This is an update of previous reports with some new analysis at the end.
In my book Enduring Bonds I showed the distribution of income within different-sex married couples from 1970 to 2014. Here is the updated trend to 2017:
The change from 2014 is a modest continuation. Here’s the detail from 2017, with the couples reporting exactly-even incomes broken out in the middle:
In 2017, for different-sex couples with wife age 18-64:
- 26% of wives earn more than their husbands (up from 15% in 1990 and 7% in 1970).
- The average wife-who-earns-more takes home 69% of the couple’s earnings. The average for higher-earning husbands is 79%.
- It is 8.3-times more common for a husband to earn all the money than a wife (18.7% versus 2.3%).
In the book I offer the following summary:
Actually, this triplet pattern fits a lot of trends regarding gender inequality: yes, lots of change, but most of it decades ago, and not quite as fundamental as it looks.

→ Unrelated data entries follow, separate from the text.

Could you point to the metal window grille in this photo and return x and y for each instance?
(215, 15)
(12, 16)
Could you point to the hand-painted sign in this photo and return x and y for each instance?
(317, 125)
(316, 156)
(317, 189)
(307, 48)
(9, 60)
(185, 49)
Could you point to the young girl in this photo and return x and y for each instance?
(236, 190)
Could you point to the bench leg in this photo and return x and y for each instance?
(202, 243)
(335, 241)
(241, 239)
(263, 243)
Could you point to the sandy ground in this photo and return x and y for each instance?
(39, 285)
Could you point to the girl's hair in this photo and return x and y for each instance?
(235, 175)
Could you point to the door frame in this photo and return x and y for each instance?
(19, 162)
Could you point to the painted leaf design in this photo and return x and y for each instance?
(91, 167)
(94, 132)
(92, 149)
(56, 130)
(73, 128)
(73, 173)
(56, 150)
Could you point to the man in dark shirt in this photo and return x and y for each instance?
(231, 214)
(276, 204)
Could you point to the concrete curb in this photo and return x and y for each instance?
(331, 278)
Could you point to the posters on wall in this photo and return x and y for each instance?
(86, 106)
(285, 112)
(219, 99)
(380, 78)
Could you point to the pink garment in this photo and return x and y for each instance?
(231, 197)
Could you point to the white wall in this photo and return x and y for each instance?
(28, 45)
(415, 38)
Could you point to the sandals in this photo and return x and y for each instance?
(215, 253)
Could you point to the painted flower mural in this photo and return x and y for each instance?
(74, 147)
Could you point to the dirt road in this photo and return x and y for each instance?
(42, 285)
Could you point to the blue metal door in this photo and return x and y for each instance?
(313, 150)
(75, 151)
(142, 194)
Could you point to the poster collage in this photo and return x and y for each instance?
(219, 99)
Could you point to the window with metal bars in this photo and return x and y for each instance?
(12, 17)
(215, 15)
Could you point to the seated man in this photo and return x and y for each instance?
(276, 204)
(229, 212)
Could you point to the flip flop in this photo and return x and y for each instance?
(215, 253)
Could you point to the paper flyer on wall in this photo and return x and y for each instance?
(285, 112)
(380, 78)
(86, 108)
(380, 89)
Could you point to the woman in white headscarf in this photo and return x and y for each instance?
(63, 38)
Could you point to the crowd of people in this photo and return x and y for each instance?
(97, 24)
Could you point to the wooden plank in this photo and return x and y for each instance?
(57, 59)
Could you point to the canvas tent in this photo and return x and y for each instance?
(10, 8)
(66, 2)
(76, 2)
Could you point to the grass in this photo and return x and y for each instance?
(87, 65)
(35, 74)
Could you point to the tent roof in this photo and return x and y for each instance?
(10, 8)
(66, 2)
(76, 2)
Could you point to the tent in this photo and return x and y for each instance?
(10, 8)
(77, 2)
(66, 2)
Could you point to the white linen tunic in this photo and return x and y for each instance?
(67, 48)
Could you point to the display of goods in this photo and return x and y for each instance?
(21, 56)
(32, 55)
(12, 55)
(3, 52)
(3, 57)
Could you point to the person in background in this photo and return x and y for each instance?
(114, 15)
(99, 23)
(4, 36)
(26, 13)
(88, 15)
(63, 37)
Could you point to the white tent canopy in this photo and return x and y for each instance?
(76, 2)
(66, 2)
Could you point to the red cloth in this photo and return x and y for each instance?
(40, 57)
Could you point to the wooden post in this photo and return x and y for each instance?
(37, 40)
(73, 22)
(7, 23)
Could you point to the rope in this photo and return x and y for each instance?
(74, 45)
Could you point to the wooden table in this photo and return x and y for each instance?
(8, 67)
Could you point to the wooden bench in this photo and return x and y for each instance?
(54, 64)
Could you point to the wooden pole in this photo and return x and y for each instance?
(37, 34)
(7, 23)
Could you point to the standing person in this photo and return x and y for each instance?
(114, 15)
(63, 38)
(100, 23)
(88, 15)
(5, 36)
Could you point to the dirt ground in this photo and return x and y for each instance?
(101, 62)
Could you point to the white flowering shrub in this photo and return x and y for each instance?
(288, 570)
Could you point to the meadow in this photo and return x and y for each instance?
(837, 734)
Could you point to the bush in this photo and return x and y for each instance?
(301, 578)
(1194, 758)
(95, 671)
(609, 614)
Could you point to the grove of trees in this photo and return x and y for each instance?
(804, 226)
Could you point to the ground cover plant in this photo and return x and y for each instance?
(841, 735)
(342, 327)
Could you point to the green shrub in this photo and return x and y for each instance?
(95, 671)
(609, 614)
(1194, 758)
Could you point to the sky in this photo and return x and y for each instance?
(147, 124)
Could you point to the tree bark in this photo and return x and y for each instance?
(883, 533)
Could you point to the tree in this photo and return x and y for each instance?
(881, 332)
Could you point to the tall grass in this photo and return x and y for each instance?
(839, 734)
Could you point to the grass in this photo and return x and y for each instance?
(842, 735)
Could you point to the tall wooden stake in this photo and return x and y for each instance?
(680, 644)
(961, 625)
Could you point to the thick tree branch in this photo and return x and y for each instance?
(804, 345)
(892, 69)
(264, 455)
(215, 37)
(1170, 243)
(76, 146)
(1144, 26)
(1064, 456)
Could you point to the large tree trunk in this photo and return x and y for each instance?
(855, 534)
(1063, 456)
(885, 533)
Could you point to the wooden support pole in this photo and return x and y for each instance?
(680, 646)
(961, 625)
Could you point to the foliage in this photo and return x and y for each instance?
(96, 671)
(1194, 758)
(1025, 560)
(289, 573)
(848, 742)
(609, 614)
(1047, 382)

At the request of Stephanie Coontz, I ran the 2017 numbers by income bracket (and including all ages). I broke the couples into the bottom 10% (under $27,000), the 10-25th percentile (to $47,000), the 25th-5th (to $80,000), the 50th-75th (to $130,000), the 75th-90th (to $202,000), and the top 10% ($202,000+). Here is the income distribution within couples for each income bracket, with a few points labeled for clarity:
A key point here is that although wives rarely earn the dominant share of income, most couples rely on the wife’s income to maintain their standard of living. For example, a couple at the median, $80,000, would have to drastically alter their lifestyle without the 40-49% share contributed by the wife’s income. Breadwinning in its 1950s connotation is is distracting from this contemporary reality, and we should probably drop the term.